The Integrator of the Year article is one of Commercial Integrator‘s signature annual cover stories — and has been ever since we chose AVI-SPL as our inaugural 2011 Integrator of the Year.
We do recognize great integration firms. But the point of Integrator of the Year isn’t directly to name the “best” firm.
Instead, we’re trying to point to a company that in some way is changing the industry.
Some years the choice is obvious and 2011 is a great example.
Our biggest challenge, as a brand new publication, was getting the folks at AVI-SPL to talk to us. You can’t blame them. “Commercial Integrator” sounds like a competing integration firm.
We ended up landing the interview with CEO John Zettel in June of 2011 and we were as impressed as we thought we might be.
We held the interview, more or less, so we could debut it in our very first Integrator of the Year feature in December.
The choice was pretty easy in 2016. That was the year in which Diversified changed the dynamic at the top of the industry.
In February, the New Jersey-based integration firm added to its capabilities in the southeastern U.S. and around the world by acquiring Technical Innovation, a move that allowed Diversified to leapfrog Whitlock and become the second-largest integrator.
That was followed by two smaller acquisitions — The Systems Group in March and Media Management in November.
By the Numbers
1 — That’s the number of Integrator of the Year selections that are no longer in business.

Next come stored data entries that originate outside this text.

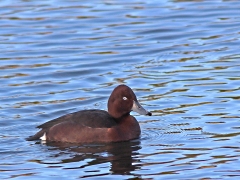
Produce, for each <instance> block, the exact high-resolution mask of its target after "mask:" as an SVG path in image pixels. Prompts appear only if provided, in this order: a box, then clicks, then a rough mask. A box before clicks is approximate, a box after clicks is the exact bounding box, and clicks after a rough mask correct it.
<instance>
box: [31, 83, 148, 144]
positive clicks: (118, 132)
mask: <svg viewBox="0 0 240 180" xmlns="http://www.w3.org/2000/svg"><path fill="white" fill-rule="evenodd" d="M132 110H135V111H136V112H138V113H140V114H141V113H142V114H145V115H151V113H150V112H148V111H146V110H145V109H143V108H142V106H141V105H140V104H139V103H138V101H137V99H136V96H135V94H134V93H133V91H132V90H131V89H130V88H129V87H128V86H126V85H119V86H118V87H116V88H115V89H114V91H113V92H112V94H111V96H110V97H109V100H108V111H104V110H97V109H92V110H82V111H78V112H74V113H70V114H67V115H64V116H61V117H59V118H56V119H54V120H51V121H48V122H46V123H44V124H42V125H40V126H38V127H37V128H40V129H41V130H40V131H39V132H37V133H36V134H35V135H33V136H30V137H29V138H27V140H39V139H41V140H44V141H55V142H69V143H91V142H118V141H127V140H131V139H136V138H138V137H139V136H140V134H141V130H140V126H139V123H138V122H137V120H136V119H135V118H134V117H133V116H131V115H130V111H132Z"/></svg>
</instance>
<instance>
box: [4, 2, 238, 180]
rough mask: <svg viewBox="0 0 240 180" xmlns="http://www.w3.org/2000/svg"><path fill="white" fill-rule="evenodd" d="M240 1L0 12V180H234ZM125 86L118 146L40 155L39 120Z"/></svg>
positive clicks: (100, 100) (49, 148)
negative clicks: (136, 138)
mask: <svg viewBox="0 0 240 180" xmlns="http://www.w3.org/2000/svg"><path fill="white" fill-rule="evenodd" d="M239 9H240V1H238V0H235V1H234V0H232V1H231V0H228V1H224V0H222V1H220V0H219V1H217V0H216V1H204V0H203V1H190V0H189V1H187V0H186V1H177V0H164V1H160V2H159V1H154V0H152V1H135V0H134V1H128V2H127V1H124V2H123V1H110V0H106V1H101V0H95V1H70V0H68V1H54V0H46V1H32V0H29V1H23V0H22V1H21V0H18V1H14V3H13V1H3V2H1V3H0V49H1V56H0V84H1V86H0V102H1V103H0V144H1V147H0V155H1V156H0V171H1V173H0V178H1V179H26V178H29V179H40V178H44V179H59V178H61V179H79V178H89V179H96V178H99V179H100V178H101V179H131V178H132V179H134V178H135V179H204V178H205V179H227V178H231V179H238V178H239V176H240V168H239V163H240V162H239V157H240V148H239V143H240V125H239V118H240V117H239V109H240V105H239V99H240V96H239V92H240V88H239V80H240V70H239V69H240V67H239V66H240V53H239V47H240V42H239V38H240V30H239V27H240V14H239ZM118 84H126V85H128V86H130V87H131V88H132V89H133V90H134V91H135V93H136V94H137V96H138V99H139V101H140V102H141V104H142V105H143V106H144V107H145V108H146V109H148V110H150V111H151V112H152V113H153V116H151V117H146V116H139V115H137V114H134V115H135V117H136V118H137V119H138V121H139V123H140V126H141V129H142V136H141V138H140V139H138V140H134V141H130V142H121V143H109V144H91V145H86V144H84V145H73V144H57V143H50V144H40V143H38V142H28V141H25V138H26V137H28V136H29V135H32V134H34V133H35V132H37V129H36V128H35V127H36V126H37V125H40V124H42V123H44V122H46V121H48V120H51V119H53V118H56V117H59V116H61V115H64V114H67V113H70V112H74V111H77V110H81V109H90V108H98V109H106V102H107V99H108V96H109V94H110V93H111V91H112V89H113V88H114V87H116V86H117V85H118Z"/></svg>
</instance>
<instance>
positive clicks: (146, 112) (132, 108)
mask: <svg viewBox="0 0 240 180" xmlns="http://www.w3.org/2000/svg"><path fill="white" fill-rule="evenodd" d="M132 111H134V112H137V113H138V114H141V115H147V116H151V115H152V113H150V112H149V111H147V110H146V109H144V108H143V107H142V106H141V105H140V104H139V102H138V101H134V100H133V107H132Z"/></svg>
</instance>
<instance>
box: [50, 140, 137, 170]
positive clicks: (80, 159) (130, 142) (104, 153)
mask: <svg viewBox="0 0 240 180" xmlns="http://www.w3.org/2000/svg"><path fill="white" fill-rule="evenodd" d="M46 145H47V147H48V149H49V150H58V154H55V155H54V157H55V158H56V157H57V158H60V159H61V161H62V163H70V162H80V161H85V160H86V159H88V160H90V161H88V162H87V163H86V162H85V163H84V165H82V166H80V167H75V168H84V167H87V166H92V165H97V164H102V163H106V162H110V163H111V167H110V169H109V171H110V172H111V173H113V174H129V173H130V172H131V171H134V170H136V169H140V167H139V166H140V165H139V164H140V163H136V162H138V161H139V160H138V158H137V155H138V150H139V149H141V146H140V140H133V141H126V142H117V143H105V144H87V145H86V144H84V145H79V144H78V145H76V144H66V143H56V142H51V143H47V144H46ZM59 150H60V151H59ZM68 154H71V157H69V156H67V158H66V155H68Z"/></svg>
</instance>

In 2012 Commercial Integrator selected Applied Visual Communication in large part because of its focus on working with InfoComm International (now AVIXA) on standardization, something we projected to be extremely important going forward.
5 — That’s how many integration firms that we’d categorize as large.
It’s clear that we need to focus on incorporating more of the small- and medium-sized integration firms that are setting a new bar with innovative business models.
1 — We’ve done this many “conceptual” covers. In 2017 we chose the “mega-integrator” as a nod to the private equity money that has led to a hyper state of mergers and acquisitions.